In the following example we change the script as the following:

• generate instance_data inside the script with different system size.
• calculate the solving time for each instance (not a one-shot calculation)
• return the list of final_solution and solving_time from the server

Since code size of the submitted script is larger than the previous one. It is advised to use .submit_file(...) method to submit the script. this method takes the path to the script file as an argument and submit the code in the file.

First we create the following submit_file.py file. This script creates instance_data inside the script and returns final_solution and solving_time from the server.

import jijzeptlab as jzl
import jijmodeling as jm
import numpy as np
import time

# we are going to solve knapsack problem using MIP solver in this tutorial
# of course we can switch to quantum Ising sampler
import jijzeptlab.solver.mip as mip

# problem are pre-defined
problem: jm.Problem

# compile the problem to generate intermediate representation
returned_data = {}
for system_size in [10, 20, 50, 100, 200, 500, 1000, 2000]:
    # create instance_data inside the script
    # set a list of values & weights
    inst_v = np.random.randint(5,30,system_size)
    inst_w = inst_v + np.random.randint(-2,20,system_size)
    # set maximum weight
    inst_W = 100
    instance_data = {'v': inst_v, 'w': inst_w, 'W': inst_W}
    
    start = time.time()
    compiled_model = jzl.compile_model(problem, instance_data)
    # initialize MIP instance
    mip_model = mip.create_model(compiled_model)
    # solve
    mip_result = mip.solve(mip_model)
    # convert the solution to `jm.SampleSet`。
    end = time.time()
    final_solution = mip_result.to_sample_set()
    returned_data[f"size_{system_size}"] = {"solution": final_solution, "elapsed": end-start}

Note that the all information (solution, elapsed time) are stored in the returned_data variable.

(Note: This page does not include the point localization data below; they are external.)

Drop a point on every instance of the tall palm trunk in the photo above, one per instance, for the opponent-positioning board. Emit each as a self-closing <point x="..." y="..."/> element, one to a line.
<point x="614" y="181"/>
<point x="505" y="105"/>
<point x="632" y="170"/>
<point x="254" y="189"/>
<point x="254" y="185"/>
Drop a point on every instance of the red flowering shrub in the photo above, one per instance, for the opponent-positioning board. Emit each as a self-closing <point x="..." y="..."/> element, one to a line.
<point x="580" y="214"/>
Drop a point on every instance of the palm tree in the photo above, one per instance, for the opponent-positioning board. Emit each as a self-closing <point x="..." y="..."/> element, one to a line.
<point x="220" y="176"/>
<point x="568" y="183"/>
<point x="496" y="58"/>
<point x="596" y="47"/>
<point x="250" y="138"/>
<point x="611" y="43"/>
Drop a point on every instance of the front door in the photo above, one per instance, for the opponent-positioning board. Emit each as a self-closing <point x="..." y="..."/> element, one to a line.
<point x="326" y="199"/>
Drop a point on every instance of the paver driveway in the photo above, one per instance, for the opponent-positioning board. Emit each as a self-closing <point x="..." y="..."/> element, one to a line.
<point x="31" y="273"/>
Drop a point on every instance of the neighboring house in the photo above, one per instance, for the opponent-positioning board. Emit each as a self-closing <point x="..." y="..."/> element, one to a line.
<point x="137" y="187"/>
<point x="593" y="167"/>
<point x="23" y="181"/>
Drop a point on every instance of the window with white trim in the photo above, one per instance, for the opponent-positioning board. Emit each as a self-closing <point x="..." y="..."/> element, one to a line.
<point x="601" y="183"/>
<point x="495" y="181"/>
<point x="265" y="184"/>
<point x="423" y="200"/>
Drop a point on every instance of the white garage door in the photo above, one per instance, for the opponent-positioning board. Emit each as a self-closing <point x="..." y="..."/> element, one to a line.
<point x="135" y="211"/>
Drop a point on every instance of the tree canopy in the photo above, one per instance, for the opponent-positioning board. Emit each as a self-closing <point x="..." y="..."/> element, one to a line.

Next we submit the script to the server.

# instance data is not needed since it is generated inside the script
input_data = jzl.client.InputData(problem)
result = client.submit_file("./submit_file.py", ["returned_data"], input_data)

Once the response is returned, you can get the result via result.variables. result.variables["returned_data"] contains the information same as returned_data in the script.

for k,v in result.variables["returned_data"].items():
    print(f"{k}, elapsed: {v['elapsed']}")

The output will be

size_10, elapsed: 0.01280665397644043
size_20, elapsed: 0.015268564224243164
size_50, elapsed: 0.018834829330444336
size_100, elapsed: 0.02100682258605957
size_200, elapsed: 0.021231889724731445
size_500, elapsed: 0.03410673141479492
size_1000, elapsed: 0.1317446231842041
size_2000, elapsed: 1.9615247249603271

Please note that you cannot get this detailed calculation information if you do not use JijZeptLab.